Moderate: The procedure caused a significant and easily detectable disturbance to an animal’s normal state, but this was not life threatening. Most surgical procedures carried out under general anaesthesia and with good post-operative analgesia (i.e. pain relief) would be classed as moderate.
Severe: The procedure caused a major departure from the animal’s usual state of health and well-being. This would usually include long-term disease processes where assistance with normal activities such as feeding and drinking were required, or where significant deficits in behaviours/activities persist.
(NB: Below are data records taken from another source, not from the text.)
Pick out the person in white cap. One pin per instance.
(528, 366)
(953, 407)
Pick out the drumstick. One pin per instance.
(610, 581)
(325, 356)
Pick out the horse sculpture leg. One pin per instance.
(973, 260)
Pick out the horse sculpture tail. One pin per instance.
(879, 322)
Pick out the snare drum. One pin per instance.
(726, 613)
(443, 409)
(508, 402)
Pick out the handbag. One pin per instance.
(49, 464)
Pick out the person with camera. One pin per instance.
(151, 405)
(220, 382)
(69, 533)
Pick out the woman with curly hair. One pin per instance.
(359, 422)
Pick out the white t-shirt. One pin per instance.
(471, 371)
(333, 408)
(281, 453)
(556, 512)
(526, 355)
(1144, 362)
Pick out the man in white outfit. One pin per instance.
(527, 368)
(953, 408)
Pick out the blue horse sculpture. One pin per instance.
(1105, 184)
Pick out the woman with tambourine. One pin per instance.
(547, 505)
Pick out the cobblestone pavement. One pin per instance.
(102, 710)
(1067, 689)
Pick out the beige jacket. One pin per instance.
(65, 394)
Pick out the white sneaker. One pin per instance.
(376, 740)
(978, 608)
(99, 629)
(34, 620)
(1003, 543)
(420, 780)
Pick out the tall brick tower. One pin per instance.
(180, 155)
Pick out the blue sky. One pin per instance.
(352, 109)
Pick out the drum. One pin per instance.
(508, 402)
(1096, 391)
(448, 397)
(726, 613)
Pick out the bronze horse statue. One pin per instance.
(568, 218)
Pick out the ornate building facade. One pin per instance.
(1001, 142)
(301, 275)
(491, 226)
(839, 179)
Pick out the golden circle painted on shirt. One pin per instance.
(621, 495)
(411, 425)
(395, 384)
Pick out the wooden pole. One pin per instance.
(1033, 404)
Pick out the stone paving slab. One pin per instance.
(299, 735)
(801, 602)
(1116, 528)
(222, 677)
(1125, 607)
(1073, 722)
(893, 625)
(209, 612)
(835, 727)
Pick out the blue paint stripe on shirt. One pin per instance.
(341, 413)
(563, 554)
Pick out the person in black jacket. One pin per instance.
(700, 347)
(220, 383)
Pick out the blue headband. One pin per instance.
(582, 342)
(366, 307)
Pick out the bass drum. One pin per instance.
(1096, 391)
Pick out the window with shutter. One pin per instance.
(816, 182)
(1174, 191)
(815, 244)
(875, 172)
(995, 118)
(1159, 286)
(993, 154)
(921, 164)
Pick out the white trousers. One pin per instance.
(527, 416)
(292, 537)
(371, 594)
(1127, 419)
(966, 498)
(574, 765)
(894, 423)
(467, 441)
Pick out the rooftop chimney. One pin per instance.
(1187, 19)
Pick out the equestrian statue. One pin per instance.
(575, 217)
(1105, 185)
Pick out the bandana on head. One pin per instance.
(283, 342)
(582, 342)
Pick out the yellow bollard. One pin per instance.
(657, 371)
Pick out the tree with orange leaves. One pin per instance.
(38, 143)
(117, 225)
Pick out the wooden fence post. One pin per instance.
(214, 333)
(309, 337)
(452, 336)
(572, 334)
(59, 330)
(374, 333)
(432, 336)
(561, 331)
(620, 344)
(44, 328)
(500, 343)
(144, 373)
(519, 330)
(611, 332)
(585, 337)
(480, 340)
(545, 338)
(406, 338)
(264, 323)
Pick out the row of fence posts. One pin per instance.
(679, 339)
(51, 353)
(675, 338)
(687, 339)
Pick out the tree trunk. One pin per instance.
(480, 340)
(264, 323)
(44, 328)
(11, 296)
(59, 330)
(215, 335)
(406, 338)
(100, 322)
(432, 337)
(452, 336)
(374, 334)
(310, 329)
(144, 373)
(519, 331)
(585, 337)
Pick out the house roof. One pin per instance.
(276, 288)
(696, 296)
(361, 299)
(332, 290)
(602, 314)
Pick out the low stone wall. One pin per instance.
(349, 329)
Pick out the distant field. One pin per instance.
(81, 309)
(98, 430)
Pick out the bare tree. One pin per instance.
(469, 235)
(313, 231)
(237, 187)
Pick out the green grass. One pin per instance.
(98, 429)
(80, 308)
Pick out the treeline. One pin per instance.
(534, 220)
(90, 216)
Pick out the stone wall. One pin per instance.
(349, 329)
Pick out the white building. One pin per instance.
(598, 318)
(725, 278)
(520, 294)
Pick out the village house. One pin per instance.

It includes animals found dead unless an informed decision can be made that the animal did not suffer severely prior to death.
This comes after the musician stated that he was ‘terrified’ to be homosexual under Conservative government.
Will declared last week at the Labour Party conference that if the Conservatives win the next election, he ‘won’t remain’ in the UK.
Will told the Mirror in a new interview: ‘I won’t stay in this country if they [the Tories] win. No way. It’s too terrifying.’
The former Pop Idol star continued: ‘I feel scared when you see a Home Secretary stand up and pick on LGBT migrants and talking about hurricanes. They’re picking on minorities, it’s just terrifying.’
He added: ‘It makes me feel a bit scared as a gay man. I haven’t really seen that before. It’s weird that I’m in my 40s seeing politicians making such radical statements.’
This follows Home Secretary Suella Braverman’s argument that a system in which all LGBT men and women who are ‘fearful of prejudice’ can ‘qualify for protection’ is untenable.
She also warned in a recent speech that a ‘storm’ of migration is on its way to the UK, and she received a lot of flak for it.